House Speaker William J. Howell and his Republican leadership say they rewrote the rules to make the process more efficient. (By Larry Morris -- The Washington Post)
By Michael D. Shear
Washington Post Staff Writer
Thursday, February 16, 2006

For those curious about what happened to Gov. Timothy M. Kaine's slow-growth proposals, you're out of luck.

Go ahead. Log on to the state legislature's Web site at . Type "HB1610" into the site's search box and hit "enter." What you will see is: "01/27/06 House: Referred to Committee on Counties, Cities and Towns."

In fact, much more has happened to the bill, which would give local governments more power to control growth if nearby roads were not sufficient: It's dead. But because of new rules adopted by the House Republican majority, it's unlikely there will be an official record of its demise.

On Feb. 8 at 7:30 a.m., a House subcommittee met in House Room D, heard no testimony and effectively killed the bill without the presence of the patron, who was out ill with a sore throat. The voice vote was 9 to 2.

In the past, that bill would have been referred to the full committee -- Counties, Cities and Towns -- with a negative recommendation. The full committee would have voted, and the vote would have been recorded for posterity and reflected on the Internet and in paper records.

This year, House Speaker William J. Howell (R-Stafford) and his caucus changed all that. They empowered subcommittees to have the final say over legislation, with the explanation that doing so would make the legislative process more efficient.

It has certainly made killing a bill more efficient.
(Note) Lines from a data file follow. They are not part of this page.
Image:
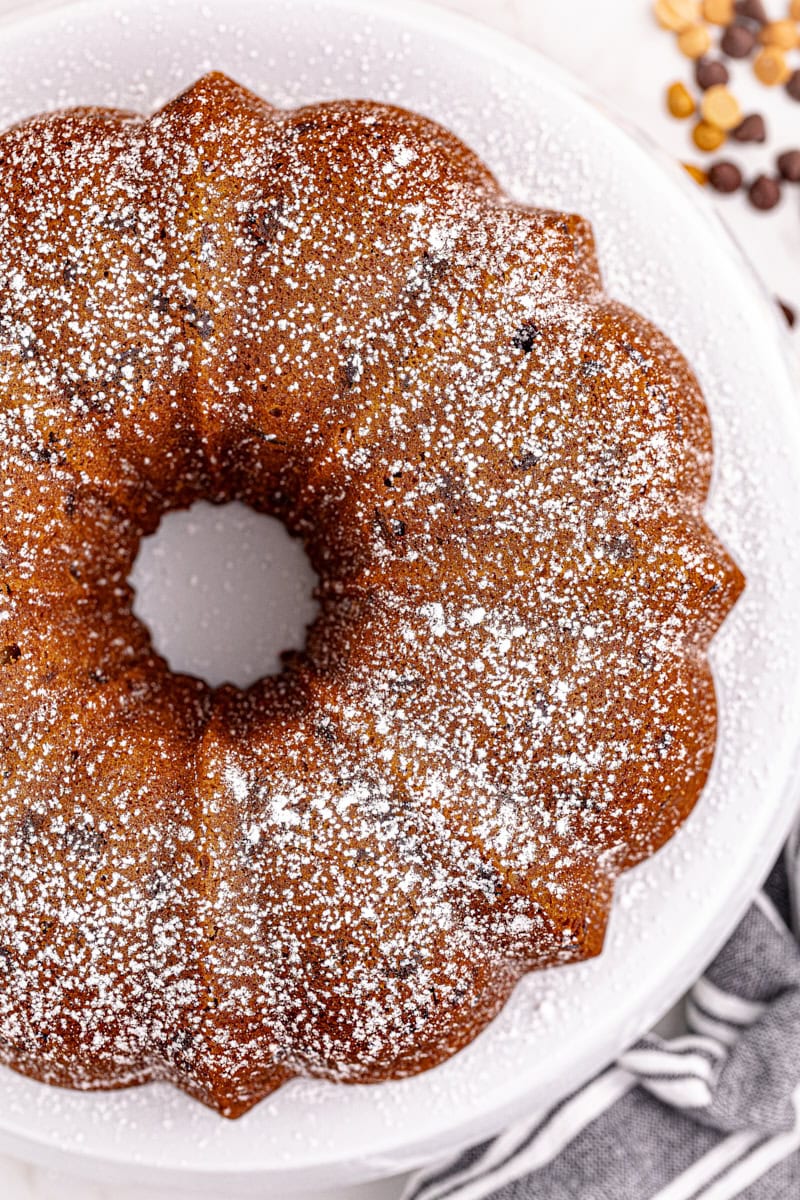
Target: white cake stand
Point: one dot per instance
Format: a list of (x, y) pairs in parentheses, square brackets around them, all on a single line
[(666, 255)]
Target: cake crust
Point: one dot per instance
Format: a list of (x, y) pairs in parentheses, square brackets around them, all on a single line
[(337, 317)]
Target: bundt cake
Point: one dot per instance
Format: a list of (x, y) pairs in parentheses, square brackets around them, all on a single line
[(336, 316)]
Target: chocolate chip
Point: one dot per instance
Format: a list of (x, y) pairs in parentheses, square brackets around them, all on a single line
[(709, 72), (752, 10), (764, 193), (199, 319), (788, 312), (353, 369), (752, 129), (725, 177), (524, 337), (788, 163), (738, 41)]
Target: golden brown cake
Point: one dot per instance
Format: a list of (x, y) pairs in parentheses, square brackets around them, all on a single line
[(336, 316)]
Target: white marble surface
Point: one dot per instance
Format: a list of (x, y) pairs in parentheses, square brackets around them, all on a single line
[(614, 47)]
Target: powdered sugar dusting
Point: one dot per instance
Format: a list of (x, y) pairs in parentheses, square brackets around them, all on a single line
[(335, 316)]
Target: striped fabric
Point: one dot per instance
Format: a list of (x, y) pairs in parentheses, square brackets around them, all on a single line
[(711, 1115)]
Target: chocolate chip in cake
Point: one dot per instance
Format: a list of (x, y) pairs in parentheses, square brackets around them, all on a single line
[(764, 193), (738, 41), (725, 177), (788, 163), (524, 337), (710, 72), (752, 129)]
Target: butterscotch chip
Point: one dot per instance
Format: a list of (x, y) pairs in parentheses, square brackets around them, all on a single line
[(782, 34), (695, 41), (707, 137), (677, 15), (752, 129), (697, 173), (721, 108), (719, 12), (738, 41), (752, 10), (679, 101), (771, 66)]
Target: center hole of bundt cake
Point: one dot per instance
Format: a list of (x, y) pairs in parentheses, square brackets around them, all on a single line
[(223, 591)]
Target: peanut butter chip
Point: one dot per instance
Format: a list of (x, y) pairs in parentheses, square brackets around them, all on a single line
[(695, 41), (680, 101), (721, 108), (677, 15), (770, 66), (707, 137), (719, 12), (782, 34)]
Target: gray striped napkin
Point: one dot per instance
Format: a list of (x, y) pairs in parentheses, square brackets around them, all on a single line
[(710, 1115)]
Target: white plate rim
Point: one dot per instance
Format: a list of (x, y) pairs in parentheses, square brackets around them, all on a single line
[(470, 34)]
Take the minimum-wage bill submitted by House Appropriations Chairman Vincent F. Callahan Jr. (R-Fairfax). House Bill 539 would have raised the minimum wage from $5.15 to $8.15 by 2008. It was debated -- and defeated -- in a subcommittee of the House Committee on Commerce and Labor.

It was another early-morning vote that ended Callahan's efforts to increase the minimum wage.

But its demise is shrouded in secrecy, unlike a similar bill that died in the Senate in 2004. Sen. Yvonne B. Miller's Senate Bill 22, which would have raised the minimum wage to $6.50, was defeated in the Senate Commerce and Labor Committee by a vote of 12 to 2. If you want, you can see who the 12 were and who the two were.

The official record is equally silent about what happened to House Bill 109, sponsored by Virginia Beach Del. Harry R. Purkey (R), who was attempting to give some urban local governments the right once again to use cameras to catch red-light runners.

Officially, the bill was referred to the House Committee on Militia, Police and Public Safety on Dec. 22. As far as the state is concerned, no further action has been taken on the bill.